Pianist Aldo Ciccolini was born in Naples, Italy, but he had a French soul. A passionate champion of French composers, he recorded more than 50 albums, mostly of French repertoire, and along the way championed many underrepresented French composers, especially Erik Satie. Ciccolini died overnight Saturday at age 89, shortly after returning home to Asnières-sur-Seine in the Parisian suburbs from several weeks in the hospital for undisclosed treatments. His death was announced by his manager, pianist Paul Blacher.

Born Aug. 15, 1925, Ciccolini began studies at the Naples Conservatory, where he studied with Paolo Denza (a student of composer and pianist Ferruccio Busoni), and made his concert debut at 16 with Chopin's F Minor Concerto at the Teatro di San Carlo in his native city. Though Ciccolini's family had an aristocratic background, they fell on hard times, and he supported them by playing in bars in the years after World War II.
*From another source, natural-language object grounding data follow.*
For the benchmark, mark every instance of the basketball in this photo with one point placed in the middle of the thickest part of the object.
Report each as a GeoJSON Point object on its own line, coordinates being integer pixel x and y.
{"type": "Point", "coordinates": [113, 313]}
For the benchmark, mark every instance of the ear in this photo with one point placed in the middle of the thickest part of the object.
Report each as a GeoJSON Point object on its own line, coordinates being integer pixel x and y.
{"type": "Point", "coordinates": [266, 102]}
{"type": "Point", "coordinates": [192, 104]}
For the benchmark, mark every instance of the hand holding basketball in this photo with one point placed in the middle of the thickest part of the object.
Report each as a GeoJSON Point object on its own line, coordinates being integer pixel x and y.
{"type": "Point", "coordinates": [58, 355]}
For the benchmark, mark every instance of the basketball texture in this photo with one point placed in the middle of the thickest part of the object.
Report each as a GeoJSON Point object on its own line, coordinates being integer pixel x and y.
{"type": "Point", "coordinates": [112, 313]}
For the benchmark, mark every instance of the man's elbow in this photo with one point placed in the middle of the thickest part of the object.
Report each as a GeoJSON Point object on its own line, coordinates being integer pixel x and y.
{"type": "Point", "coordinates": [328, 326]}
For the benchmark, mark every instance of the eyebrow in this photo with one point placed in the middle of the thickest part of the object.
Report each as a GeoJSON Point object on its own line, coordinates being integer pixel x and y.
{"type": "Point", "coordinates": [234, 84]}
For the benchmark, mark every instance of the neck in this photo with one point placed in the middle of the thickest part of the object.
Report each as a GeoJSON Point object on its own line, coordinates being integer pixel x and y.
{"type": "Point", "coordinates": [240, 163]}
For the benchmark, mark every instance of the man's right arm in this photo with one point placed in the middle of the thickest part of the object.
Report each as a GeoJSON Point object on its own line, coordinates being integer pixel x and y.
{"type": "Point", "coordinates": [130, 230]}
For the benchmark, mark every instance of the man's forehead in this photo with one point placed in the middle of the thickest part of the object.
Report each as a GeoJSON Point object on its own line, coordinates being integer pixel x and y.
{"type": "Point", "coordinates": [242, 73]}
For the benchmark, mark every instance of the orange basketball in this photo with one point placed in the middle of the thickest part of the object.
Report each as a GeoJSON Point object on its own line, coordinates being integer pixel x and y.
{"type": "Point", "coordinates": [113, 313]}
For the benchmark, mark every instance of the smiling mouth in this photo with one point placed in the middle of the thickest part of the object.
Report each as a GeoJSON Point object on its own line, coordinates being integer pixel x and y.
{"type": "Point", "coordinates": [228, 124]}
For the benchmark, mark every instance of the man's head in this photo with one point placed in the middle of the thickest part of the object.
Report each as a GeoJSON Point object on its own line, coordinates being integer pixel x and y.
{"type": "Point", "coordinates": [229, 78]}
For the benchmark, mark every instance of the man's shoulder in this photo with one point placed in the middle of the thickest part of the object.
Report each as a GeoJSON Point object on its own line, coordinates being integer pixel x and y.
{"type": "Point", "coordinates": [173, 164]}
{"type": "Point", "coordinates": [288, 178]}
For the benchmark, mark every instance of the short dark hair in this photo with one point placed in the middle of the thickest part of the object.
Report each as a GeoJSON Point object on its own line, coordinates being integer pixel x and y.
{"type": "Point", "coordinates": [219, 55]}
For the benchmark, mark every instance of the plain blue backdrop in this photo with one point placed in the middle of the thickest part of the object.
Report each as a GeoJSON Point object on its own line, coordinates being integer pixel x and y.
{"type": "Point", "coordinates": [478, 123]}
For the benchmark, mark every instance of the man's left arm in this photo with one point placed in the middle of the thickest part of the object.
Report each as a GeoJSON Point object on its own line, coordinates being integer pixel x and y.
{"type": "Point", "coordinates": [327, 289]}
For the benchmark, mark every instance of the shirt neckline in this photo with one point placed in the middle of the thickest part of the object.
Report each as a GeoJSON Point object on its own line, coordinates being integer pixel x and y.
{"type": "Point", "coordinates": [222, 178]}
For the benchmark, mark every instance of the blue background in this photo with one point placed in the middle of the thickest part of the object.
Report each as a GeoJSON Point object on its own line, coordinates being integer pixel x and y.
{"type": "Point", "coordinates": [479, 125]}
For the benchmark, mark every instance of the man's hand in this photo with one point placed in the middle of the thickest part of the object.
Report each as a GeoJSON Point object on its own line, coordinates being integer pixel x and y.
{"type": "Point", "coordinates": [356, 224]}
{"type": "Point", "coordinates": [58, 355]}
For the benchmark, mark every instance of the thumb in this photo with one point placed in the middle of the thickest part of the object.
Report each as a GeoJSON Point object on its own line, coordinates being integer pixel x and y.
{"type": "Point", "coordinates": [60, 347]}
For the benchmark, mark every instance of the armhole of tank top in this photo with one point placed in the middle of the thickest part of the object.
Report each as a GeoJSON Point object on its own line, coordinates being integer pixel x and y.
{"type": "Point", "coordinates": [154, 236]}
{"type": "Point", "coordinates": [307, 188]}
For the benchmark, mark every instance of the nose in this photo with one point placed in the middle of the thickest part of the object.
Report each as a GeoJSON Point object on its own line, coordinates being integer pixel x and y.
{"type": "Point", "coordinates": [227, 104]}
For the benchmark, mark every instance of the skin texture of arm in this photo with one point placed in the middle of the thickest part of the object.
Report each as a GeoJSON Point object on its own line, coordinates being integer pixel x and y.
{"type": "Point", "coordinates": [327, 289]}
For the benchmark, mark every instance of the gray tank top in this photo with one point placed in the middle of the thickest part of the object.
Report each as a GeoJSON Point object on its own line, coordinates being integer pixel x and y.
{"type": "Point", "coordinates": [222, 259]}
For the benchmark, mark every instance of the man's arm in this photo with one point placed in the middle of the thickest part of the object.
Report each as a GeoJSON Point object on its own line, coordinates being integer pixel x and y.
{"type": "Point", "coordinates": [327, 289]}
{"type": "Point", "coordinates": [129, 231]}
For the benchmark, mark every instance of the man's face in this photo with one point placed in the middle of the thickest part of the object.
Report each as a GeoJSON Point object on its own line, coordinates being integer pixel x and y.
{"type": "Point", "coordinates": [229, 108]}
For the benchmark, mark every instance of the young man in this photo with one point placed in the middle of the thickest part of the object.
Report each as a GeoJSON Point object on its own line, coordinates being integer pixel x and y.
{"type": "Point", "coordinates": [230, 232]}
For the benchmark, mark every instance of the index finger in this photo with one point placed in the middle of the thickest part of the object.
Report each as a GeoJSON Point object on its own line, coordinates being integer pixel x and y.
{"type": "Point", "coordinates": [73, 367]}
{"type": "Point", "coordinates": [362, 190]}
Ciccolini began teaching at the Naples Conservatory in 1947. Two years later, he tied for first place in the Marguerite Long-Jacques Thibaud Competition in Paris. He moved to France that year, and before long he became very closely identified with the music of his adopted land — particularly that of Satie, Debussy, Ravel and Saint-Saëns. Between 1971 and 1989, Ciccolini taught at the Paris Conservatory, where his students included Jean-Yves Thibaudet, Nicholas Angelich and Artur Pizarro.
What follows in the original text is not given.